In my head, I hear someone saying, “We don’t need no steenkin’ evidence” in a heavy Russian accent.

To crack such a case in just two days is akin to science fiction, especially if you consider the FSB’s less-than-stellar record.

  • Boris Nemtsov (1959-2015) was a liberal politician who had served as deputy Prime Minister under Boris Yeltsin.  A fierce critic of Vladimir Putin, Nemtsov was gunned down by a commando of Chechen assassins in the vicinity of the Kremlin. 2,733 days later, the investigation aimed at identifying the mastermind of this murder has produced no results.
  • Natalya Estemirova was a Russian civil-rights activist who was abducted and murdered in Grozny, Chechnya, in 2009. Estemirova had denounced numerous civil rights violations by the Russian troops and their Kadyrovite proxies.
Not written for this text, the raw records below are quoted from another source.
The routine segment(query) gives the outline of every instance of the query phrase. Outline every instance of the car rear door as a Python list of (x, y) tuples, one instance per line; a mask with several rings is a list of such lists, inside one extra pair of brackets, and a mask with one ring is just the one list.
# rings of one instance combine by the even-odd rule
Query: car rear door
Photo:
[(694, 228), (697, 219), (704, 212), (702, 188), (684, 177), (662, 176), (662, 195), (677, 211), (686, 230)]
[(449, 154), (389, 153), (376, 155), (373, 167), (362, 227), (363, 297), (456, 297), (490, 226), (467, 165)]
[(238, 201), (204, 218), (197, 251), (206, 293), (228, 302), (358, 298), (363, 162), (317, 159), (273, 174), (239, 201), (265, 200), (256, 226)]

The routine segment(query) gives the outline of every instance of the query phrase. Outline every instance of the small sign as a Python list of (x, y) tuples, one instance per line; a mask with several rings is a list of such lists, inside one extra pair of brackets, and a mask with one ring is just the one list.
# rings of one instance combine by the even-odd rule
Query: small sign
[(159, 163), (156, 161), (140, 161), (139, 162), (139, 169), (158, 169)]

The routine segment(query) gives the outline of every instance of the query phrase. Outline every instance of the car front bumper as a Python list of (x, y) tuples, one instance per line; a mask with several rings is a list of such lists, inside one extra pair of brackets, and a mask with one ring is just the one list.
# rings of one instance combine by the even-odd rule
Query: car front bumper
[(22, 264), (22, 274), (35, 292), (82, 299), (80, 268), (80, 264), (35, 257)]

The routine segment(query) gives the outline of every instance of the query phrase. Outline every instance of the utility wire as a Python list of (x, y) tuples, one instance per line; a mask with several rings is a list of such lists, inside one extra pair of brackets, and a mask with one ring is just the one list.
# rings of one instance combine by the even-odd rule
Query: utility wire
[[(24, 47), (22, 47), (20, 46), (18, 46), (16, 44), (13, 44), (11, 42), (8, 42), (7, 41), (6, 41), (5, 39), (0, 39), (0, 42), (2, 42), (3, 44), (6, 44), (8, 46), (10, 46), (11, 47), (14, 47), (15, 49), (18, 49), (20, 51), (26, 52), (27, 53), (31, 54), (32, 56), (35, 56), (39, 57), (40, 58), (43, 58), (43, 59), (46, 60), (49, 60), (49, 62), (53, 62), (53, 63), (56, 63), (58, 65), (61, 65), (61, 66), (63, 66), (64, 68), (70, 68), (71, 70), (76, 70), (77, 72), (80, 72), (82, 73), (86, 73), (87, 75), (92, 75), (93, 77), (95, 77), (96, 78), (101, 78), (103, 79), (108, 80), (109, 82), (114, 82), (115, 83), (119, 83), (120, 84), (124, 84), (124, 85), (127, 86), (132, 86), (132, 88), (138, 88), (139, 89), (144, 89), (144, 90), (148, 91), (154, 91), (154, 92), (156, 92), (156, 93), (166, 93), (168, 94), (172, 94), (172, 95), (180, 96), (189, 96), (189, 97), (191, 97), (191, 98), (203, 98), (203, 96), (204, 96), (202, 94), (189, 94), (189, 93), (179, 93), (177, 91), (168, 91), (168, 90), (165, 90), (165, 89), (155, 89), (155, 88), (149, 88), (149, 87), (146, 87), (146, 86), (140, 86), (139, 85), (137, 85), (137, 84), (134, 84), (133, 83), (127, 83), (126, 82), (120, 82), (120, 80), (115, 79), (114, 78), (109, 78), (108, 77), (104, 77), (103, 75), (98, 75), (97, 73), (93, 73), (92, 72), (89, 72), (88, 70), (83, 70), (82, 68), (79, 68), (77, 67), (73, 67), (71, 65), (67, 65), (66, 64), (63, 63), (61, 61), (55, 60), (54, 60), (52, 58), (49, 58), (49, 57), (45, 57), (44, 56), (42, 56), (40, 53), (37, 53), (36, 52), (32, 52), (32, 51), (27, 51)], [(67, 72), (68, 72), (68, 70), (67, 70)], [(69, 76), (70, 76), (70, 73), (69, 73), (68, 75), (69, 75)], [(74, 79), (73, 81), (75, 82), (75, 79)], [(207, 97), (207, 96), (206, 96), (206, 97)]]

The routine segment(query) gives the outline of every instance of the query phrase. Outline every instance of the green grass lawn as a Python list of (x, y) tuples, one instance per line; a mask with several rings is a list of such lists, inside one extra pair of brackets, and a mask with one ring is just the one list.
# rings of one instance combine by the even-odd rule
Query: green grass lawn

Her body was found in a ditch near the town of Gazi-Yurt, some 80 kms to the west of Grozny. 4,786 days later, her murder has become a “cold case” that won’t be solved anytime soon—or ever.
  • Anna Politkovskaya (photo) was an American-born journalist who spent seven years in Chechnya covering the second Chechen war in spite of constant harassment and intimidation by the Russian military. She wrote for the Novaya Gazeta as an investigative journalist who did not pull any punches in criticizing Putin. Politkovskaya was killed in 2006 by a hit-team of five men. The killers got a prison sentence but the person who orchestrated the hit was never found—at least in the 5,798 days that elapsed since Politkovskaya’s death.
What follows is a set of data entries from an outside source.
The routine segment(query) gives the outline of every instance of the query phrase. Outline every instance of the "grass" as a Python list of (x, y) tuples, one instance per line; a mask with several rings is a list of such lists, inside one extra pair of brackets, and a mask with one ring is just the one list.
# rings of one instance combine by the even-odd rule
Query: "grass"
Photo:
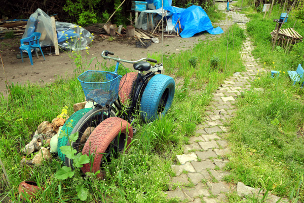
[[(256, 46), (252, 52), (254, 57), (264, 63), (263, 68), (281, 73), (274, 79), (269, 74), (259, 74), (251, 89), (239, 99), (228, 138), (233, 153), (227, 164), (232, 173), (226, 180), (266, 189), (292, 202), (302, 202), (304, 91), (298, 85), (292, 85), (287, 71), (295, 70), (301, 62), (304, 44), (293, 46), (288, 53), (281, 47), (272, 51), (270, 33), (275, 25), (272, 19), (278, 13), (279, 8), (274, 7), (271, 18), (265, 19), (262, 14), (254, 13), (247, 23), (248, 32)], [(290, 18), (284, 28), (294, 24), (294, 19)], [(300, 23), (296, 24), (294, 29), (304, 33)], [(235, 195), (229, 198), (234, 199)], [(252, 198), (249, 202), (257, 201)]]
[[(39, 124), (52, 121), (65, 106), (68, 107), (68, 114), (71, 115), (73, 104), (84, 99), (75, 77), (58, 78), (55, 83), (44, 87), (30, 83), (9, 86), (8, 97), (0, 99), (0, 157), (12, 187), (0, 185), (1, 198), (7, 195), (12, 200), (19, 201), (18, 186), (27, 180), (45, 188), (31, 202), (81, 202), (74, 190), (78, 185), (88, 189), (88, 201), (176, 202), (167, 199), (164, 192), (168, 190), (170, 176), (174, 174), (171, 165), (177, 162), (176, 155), (183, 153), (183, 145), (194, 134), (211, 93), (226, 77), (244, 70), (238, 52), (244, 33), (237, 25), (231, 29), (234, 38), (229, 38), (226, 68), (227, 33), (212, 41), (202, 42), (192, 50), (165, 56), (166, 73), (182, 78), (182, 86), (176, 89), (171, 108), (162, 119), (146, 124), (139, 118), (135, 119), (133, 125), (138, 131), (132, 146), (125, 155), (112, 160), (105, 168), (104, 180), (97, 179), (94, 174), (82, 176), (79, 171), (72, 179), (56, 179), (54, 174), (63, 163), (55, 155), (40, 165), (20, 165), (21, 149), (30, 141)], [(212, 69), (210, 60), (214, 51), (218, 64)], [(154, 54), (155, 57), (151, 57), (159, 60), (159, 55)], [(192, 56), (196, 57), (195, 66), (188, 61)], [(121, 74), (124, 73), (123, 70)], [(25, 157), (28, 160), (32, 158), (32, 155)]]

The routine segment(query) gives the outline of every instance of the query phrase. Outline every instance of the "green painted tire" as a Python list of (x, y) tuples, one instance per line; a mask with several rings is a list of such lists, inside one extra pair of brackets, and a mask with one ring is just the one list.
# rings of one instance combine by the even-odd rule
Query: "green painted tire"
[[(61, 129), (61, 131), (59, 134), (59, 136), (61, 134), (61, 133), (63, 133), (63, 132), (65, 132), (66, 134), (69, 136), (71, 134), (71, 132), (73, 130), (73, 128), (68, 127), (67, 128), (66, 123), (68, 123), (70, 122), (71, 120), (72, 120), (72, 122), (71, 122), (72, 125), (73, 126), (75, 126), (78, 123), (78, 121), (89, 111), (91, 110), (91, 108), (87, 108), (87, 109), (81, 109), (79, 111), (77, 111), (74, 113), (71, 116), (70, 116), (65, 121), (64, 124), (62, 126), (62, 128)], [(68, 139), (67, 139), (67, 137), (65, 136), (62, 138), (58, 138), (58, 143), (57, 144), (57, 149), (58, 152), (58, 156), (60, 158), (60, 159), (64, 162), (65, 161), (65, 155), (61, 152), (61, 150), (60, 150), (60, 147), (63, 146), (66, 146), (67, 143), (68, 143)]]

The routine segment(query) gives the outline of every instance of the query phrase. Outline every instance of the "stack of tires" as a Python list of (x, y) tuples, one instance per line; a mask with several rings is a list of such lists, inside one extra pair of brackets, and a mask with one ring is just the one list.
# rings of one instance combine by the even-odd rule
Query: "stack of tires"
[[(121, 80), (119, 95), (123, 105), (128, 105), (132, 98), (137, 77), (137, 73), (129, 73)], [(174, 80), (171, 77), (162, 74), (153, 77), (140, 101), (142, 119), (151, 122), (160, 115), (164, 115), (172, 105), (175, 89)], [(78, 132), (78, 138), (76, 142), (70, 143), (66, 136), (58, 139), (58, 153), (60, 159), (66, 166), (73, 167), (72, 160), (66, 157), (60, 149), (61, 146), (70, 145), (78, 152), (94, 155), (93, 162), (84, 164), (82, 168), (84, 173), (102, 172), (103, 160), (108, 162), (111, 156), (117, 156), (119, 152), (126, 147), (127, 149), (133, 138), (131, 124), (116, 116), (113, 111), (108, 112), (100, 108), (85, 108), (73, 114), (66, 120), (60, 133), (69, 136)], [(73, 127), (67, 126), (66, 124), (69, 123)], [(104, 175), (103, 173), (99, 174), (100, 177)]]

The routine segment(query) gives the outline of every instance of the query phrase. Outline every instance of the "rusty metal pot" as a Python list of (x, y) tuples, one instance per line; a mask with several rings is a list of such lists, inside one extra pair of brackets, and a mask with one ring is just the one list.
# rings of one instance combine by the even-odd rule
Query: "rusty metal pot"
[(33, 196), (40, 190), (44, 190), (43, 187), (39, 187), (37, 183), (33, 181), (23, 181), (19, 184), (18, 191), (20, 195), (20, 198), (23, 199), (24, 197), (22, 193), (27, 193), (29, 197)]

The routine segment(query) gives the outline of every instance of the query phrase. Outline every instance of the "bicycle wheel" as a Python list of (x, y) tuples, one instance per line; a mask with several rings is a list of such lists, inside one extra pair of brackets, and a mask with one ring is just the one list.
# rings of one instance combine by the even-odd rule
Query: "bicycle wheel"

But today Vladimir Putin is satisfied that his FSB has found the culprit of Darya Dugin’s assassination in just 48 hours.

If any evidence to the contrary should surface, how sure are we that we’ll ever know?


*Since 1995 the FSB is Russia’s security service, the main heir of the infamous KGB of Soviet memory. In Moscow it occupies the same building, known as the Lubyanka.